Many workers have attempted to prevent kidneys rewarming during reimplantation but only Cohen has described using a system of active cooling. Measurements of lysosomal enzyme release from kidneys subjected to sham anastomoses, when either in or out of the cooling system, demonstrated how sensitive kidneys were to rewarming after a period of cold storage, and confirmed the effectiveness of the cooling system in preventing enzyme release. A further factor in minimising injury at the reimplantation operations may have been that the kidneys were kept at 7 °C within the cooling coil, which was within a degree of the temperature used during perfusion storage, so that the kidneys were not subjected to the greater changes in temperature that would have occurred if ice cooling had been used.
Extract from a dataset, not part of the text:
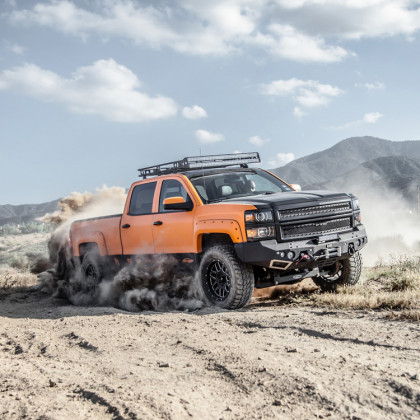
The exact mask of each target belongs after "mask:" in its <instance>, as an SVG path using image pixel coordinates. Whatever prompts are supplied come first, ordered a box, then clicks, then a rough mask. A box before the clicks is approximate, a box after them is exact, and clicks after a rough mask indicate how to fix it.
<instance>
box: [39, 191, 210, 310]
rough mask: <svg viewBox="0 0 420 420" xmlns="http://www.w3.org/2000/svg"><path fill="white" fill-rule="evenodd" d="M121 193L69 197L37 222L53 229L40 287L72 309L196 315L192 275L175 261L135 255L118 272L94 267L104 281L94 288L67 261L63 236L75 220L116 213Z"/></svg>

Dempster described using slow release of the vascular clamps at the end of kidney reimplantation operations to avoid injuring the kidney, but other workers have not mentioned whether or not they used this manoeuvre. After Cohen found vascular injury with intra renal bleeding after 3 days of perfusion storage, a technique of slow revascularisation was used for all subsequent experiments, with the aim of giving the intra- renal vessels time to recover their tone sufficiently to prevent full systolic pressure being applied to the fragile glomerular vessels. The absence of gross vascular injury in his later perfusions may be attributable to the use of this manoeuvre.